Ella no me responde nada. Está muy concentrada en lo suyo; ni siquiera se ha bajado del coche. Mario sigue adentro del taller. Habla con el mecánico. Mejor dicho: escucha hablar al mecánico, que no para de fumar y mover las manos. Necesito ir al baño. Camino hacia el restorán, bajo el engreído sol del mediodía. La entrada está a unos cien metros, coronada por un letrero gigante en el que se lee: Parador Ceibas. El frente es todo de vidrio, con autoadhesivos que anuncian la venta de sánguches de milanesa y empanadas.

Empujo la puerta y no la puedo abrir. Luego leo: Tire. Buena manera de entrar: una puerta que se abre hacia afuera. Recorro el lugar con la vista, hasta dar con la indicación de que los baños están allá, en la otra punta del salón. No hay cola, por suerte. Voy apurada, entro sin frenarme y me sobresalto: inmensa, envuelta en trapos, con un pantalón de gimnasia azul de esos que ya nadie usa, la mujer está sentada junto a un banco de escuela, sobre el que descansan unos cuantos rollos de papel higiénico y una cajita de cartón con un puñado de monedas en su interior. Parecía estar esperándome: me mira fijo desde el fondo de unos ojos que se extravían en esa cara tan gorda y sin embargo tan vieja, mientras se balancea apenas. No sé cómo la miro ni qué cara pongo, pero le doy los buenos días. Ella —como Rosana— tampoco me responde. Bueno, emite una especie de gruñido apenas audible, que no cuento como respuesta. Junto a ella, pegado en el azulejo, un papel asegura: «Su colaboración es mi sueldo».
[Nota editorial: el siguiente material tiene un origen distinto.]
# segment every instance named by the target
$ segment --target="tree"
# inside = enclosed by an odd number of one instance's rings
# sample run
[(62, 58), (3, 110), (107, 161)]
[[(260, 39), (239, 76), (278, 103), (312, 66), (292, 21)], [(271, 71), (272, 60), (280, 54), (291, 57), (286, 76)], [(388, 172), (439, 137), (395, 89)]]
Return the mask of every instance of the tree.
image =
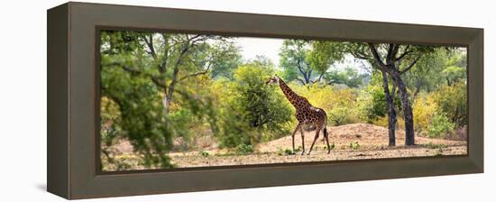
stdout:
[[(437, 88), (441, 83), (441, 71), (446, 63), (446, 50), (436, 49), (429, 54), (425, 54), (418, 60), (415, 68), (405, 72), (403, 78), (409, 88), (412, 89), (413, 100), (421, 90), (430, 92)], [(407, 63), (401, 64), (406, 68)]]
[[(388, 131), (389, 131), (389, 145), (396, 145), (396, 123), (397, 123), (397, 113), (394, 108), (394, 93), (396, 92), (396, 85), (393, 85), (392, 91), (390, 89), (390, 77), (388, 76), (388, 73), (385, 69), (381, 69), (379, 65), (379, 62), (372, 56), (372, 53), (370, 51), (370, 49), (366, 43), (360, 42), (333, 42), (333, 41), (318, 41), (314, 45), (317, 49), (315, 51), (323, 51), (328, 52), (327, 54), (320, 54), (321, 56), (327, 55), (332, 58), (331, 52), (341, 52), (341, 57), (344, 54), (351, 54), (354, 58), (357, 60), (363, 60), (367, 61), (372, 67), (372, 69), (379, 71), (379, 74), (382, 78), (382, 89), (384, 91), (384, 98), (386, 101), (387, 111), (388, 111)], [(377, 72), (377, 71), (373, 71)]]
[(162, 167), (170, 165), (164, 152), (179, 129), (169, 124), (174, 97), (186, 100), (181, 106), (194, 115), (214, 115), (207, 94), (198, 96), (188, 86), (213, 69), (237, 67), (239, 59), (229, 38), (203, 34), (107, 31), (102, 32), (100, 51), (101, 94), (119, 106), (116, 124), (134, 149), (144, 152), (146, 165)]
[(360, 75), (356, 69), (350, 67), (345, 68), (344, 70), (331, 70), (326, 72), (325, 75), (326, 84), (342, 84), (349, 87), (360, 87), (363, 78), (363, 75)]
[(273, 70), (261, 63), (264, 62), (255, 60), (237, 68), (234, 79), (222, 85), (226, 87), (220, 106), (222, 146), (253, 145), (288, 133), (283, 125), (291, 120), (291, 107), (280, 93), (274, 92), (278, 89), (265, 85)]
[[(381, 71), (386, 72), (398, 87), (405, 119), (405, 144), (414, 145), (415, 133), (413, 127), (413, 113), (409, 96), (407, 91), (407, 85), (401, 75), (410, 70), (424, 54), (432, 52), (434, 48), (394, 43), (381, 44), (379, 45), (379, 47), (376, 47), (374, 43), (367, 43), (367, 45), (378, 67)], [(380, 51), (385, 54), (381, 55)], [(400, 69), (400, 67), (401, 67), (402, 62), (407, 62), (407, 65), (404, 69)]]
[(302, 85), (320, 81), (331, 65), (343, 54), (326, 43), (306, 40), (285, 40), (280, 49), (280, 67), (287, 81), (298, 80)]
Paso a uno de los dos minúsculos cuartitos habilitados y, sin prestar atención a la mugre ni al mal olor, hago pis. Ese placer único de despojarse de los líquidos sobrantes. No tengo monedas, pienso de pronto, no sé bien por qué. Sólo me queda un billete de dos pesos. Me gusta dejar algún dinero en los baños públicos siempre que hay alguien, aunque sea algo simbólico, como una forma de agradecimiento, aunque tantas veces haya tan poco para agradecer. Pero no le voy a dejar dos pesos. Además es lo último que me queda, así que menos.

Salgo del cubículo. Me mojo las manos en el lavatorio, las sacudo para secarlas un poco, le hago una sonrisa de compromiso a la vieja y cuando ya voy cruzando la puerta, escucho su voz gredosa y desdentada a mis espaldas.

—Las ratas miserables son malvenidas en Ceibas.

Su dicción y la sorpresa me hacen dudar de si he escuchado bien. Pero después de un segundo me doy vuelta.

—¿Qué?
—Nada, buen día, chica —dice la vieja y sigue con su balanceo apenas perceptible, ahora con los ojos clavados en los rollos de papel higiénico.

Siento que se me viene la sangre a la cara y me pongo roja de indignación y de furia, se me apelotonan en la garganta todas las groserías que conozco, vieja maleducada de mierda, pero no digo nada. Ahora soy yo la que no responde. Vuelvo a girar y salgo. Después me diré que hice bien en no rebajarme, en no ponerme a su nivel. Pero me quedo con toda la bronca atragantada, me arrepiento de no haberla mandado a la mierda sin vueltas, durante varios minutos no haré otra cosa que imaginar lo que tendría que haber respondido, las palabras exactas que tendría que haberle dicho. Me quedaré, como decía un amigo, peleando con un fantasma.